Harp’s conclusions are important for multiple reasons. This report accounts for seasonality—meaning Harp split up the results by month and showed that the correlation between warmer temperatures and a rise in crime is very high. Reports that don’t split up the data by month just show that crime and temperature are both seasonal, which is true but not a novel finding. Interestingly, there is still a seasonal trend—the correlation between an unusually high temperature and a rise in violent crime is stronger during winter months.
Harp also used relatively simple statistics, which he thinks speaks to the power of the trend that they’re finding.
“We created these regions, which allowed us to get past the random fluctuations from year to year and pull out the climate signal a lot more easily,” said Harp. “We were able to use really basic statistics and were able to detect the relationship without using a lot of complicated models.”
Harp, a climate scientist, thinks it’s important that this story is framed in the context of how climate could shape the health of future generations. Many people have researched how a warming climate could influence the spread of disease, but Harp thinks there could be health consequences to global warming we haven’t predicted. “When a violent crime occurs, the victim experiences physical and mental trauma, and their health is very negatively impacted,” said Harp. “We’re adding this in to the overall climate and health focus.”
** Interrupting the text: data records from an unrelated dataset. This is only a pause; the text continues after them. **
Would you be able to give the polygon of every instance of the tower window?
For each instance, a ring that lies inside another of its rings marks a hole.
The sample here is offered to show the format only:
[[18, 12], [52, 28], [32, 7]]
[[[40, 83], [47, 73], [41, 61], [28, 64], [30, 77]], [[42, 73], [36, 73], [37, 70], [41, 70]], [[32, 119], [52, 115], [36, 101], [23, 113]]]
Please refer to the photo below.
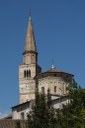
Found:
[[55, 92], [55, 93], [57, 92], [57, 87], [56, 87], [56, 86], [54, 86], [54, 92]]
[[42, 87], [42, 88], [41, 88], [41, 91], [42, 91], [42, 93], [44, 93], [44, 92], [45, 92], [45, 88], [44, 88], [44, 87]]
[[25, 70], [24, 71], [24, 78], [31, 77], [31, 71], [30, 70]]
[[28, 71], [28, 74], [29, 74], [29, 77], [31, 77], [31, 71], [30, 70]]
[[24, 120], [24, 112], [21, 113], [21, 119]]
[[24, 71], [24, 78], [26, 78], [26, 71]]

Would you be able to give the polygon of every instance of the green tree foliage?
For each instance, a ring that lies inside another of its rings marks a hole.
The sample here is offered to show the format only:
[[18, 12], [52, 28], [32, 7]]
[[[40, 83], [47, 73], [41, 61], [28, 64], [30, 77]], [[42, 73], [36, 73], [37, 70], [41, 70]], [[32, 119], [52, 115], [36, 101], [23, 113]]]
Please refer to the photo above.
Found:
[[85, 89], [73, 83], [69, 86], [69, 103], [60, 110], [64, 128], [85, 128]]
[[18, 120], [17, 123], [16, 123], [16, 128], [21, 128], [20, 126], [20, 121]]
[[36, 92], [35, 104], [28, 115], [28, 128], [51, 128], [54, 119], [50, 94]]
[[28, 128], [85, 128], [85, 89], [74, 81], [68, 87], [68, 104], [58, 110], [52, 107], [49, 91], [47, 96], [36, 92]]

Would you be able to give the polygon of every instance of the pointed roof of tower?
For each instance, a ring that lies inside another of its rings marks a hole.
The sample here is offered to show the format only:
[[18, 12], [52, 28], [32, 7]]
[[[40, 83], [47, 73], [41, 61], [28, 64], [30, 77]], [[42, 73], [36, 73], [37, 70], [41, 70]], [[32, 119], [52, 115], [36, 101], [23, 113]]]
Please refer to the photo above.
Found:
[[24, 53], [26, 52], [37, 52], [31, 16], [29, 16], [25, 47], [24, 47]]

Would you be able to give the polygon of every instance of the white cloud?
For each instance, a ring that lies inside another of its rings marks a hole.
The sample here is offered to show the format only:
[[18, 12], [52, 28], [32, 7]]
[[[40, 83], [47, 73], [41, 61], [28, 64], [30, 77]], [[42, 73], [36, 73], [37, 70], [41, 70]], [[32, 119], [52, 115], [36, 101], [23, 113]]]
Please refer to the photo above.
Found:
[[5, 116], [8, 116], [8, 114], [7, 114], [7, 113], [2, 113], [2, 112], [0, 112], [0, 119], [1, 119], [1, 118], [4, 118]]

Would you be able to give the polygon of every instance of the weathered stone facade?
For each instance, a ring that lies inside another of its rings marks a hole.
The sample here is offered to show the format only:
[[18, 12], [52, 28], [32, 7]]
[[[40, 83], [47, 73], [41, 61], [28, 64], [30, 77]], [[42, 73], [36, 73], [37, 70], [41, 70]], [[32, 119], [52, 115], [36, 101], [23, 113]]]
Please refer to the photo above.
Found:
[[34, 38], [34, 30], [31, 17], [29, 17], [28, 29], [23, 52], [23, 64], [19, 66], [19, 96], [20, 105], [12, 108], [12, 118], [26, 119], [26, 112], [30, 107], [26, 106], [35, 99], [36, 88], [47, 94], [48, 90], [52, 96], [52, 104], [55, 108], [62, 108], [67, 104], [67, 87], [72, 83], [74, 75], [57, 70], [54, 66], [48, 71], [41, 72], [37, 64], [38, 53]]

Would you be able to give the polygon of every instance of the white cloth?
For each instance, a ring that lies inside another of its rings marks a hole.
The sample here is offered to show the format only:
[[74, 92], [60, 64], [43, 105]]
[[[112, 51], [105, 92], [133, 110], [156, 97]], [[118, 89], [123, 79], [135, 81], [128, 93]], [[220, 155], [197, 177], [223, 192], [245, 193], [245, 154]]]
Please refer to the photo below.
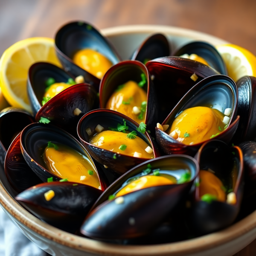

Harp is interested in the next big question: will a warming climate lead to more violent crime incidents? This seems like an easy connection to make based on the results of this study, but it needs to be directly investigated before any conclusions are drawn.
A warming climate could have many impacts on human society and health. Questions about the future increasingly keep scientists, myself included, up at night. Will disease spread faster as disease vectors migrate into new regions of the world? Will rising oceans displace people from coastlines? Harp adds two more questions to my nightly worried thoughts: will violent crime increase as temperatures rise? And—most importantly—will the FBI ever learn about flash drives?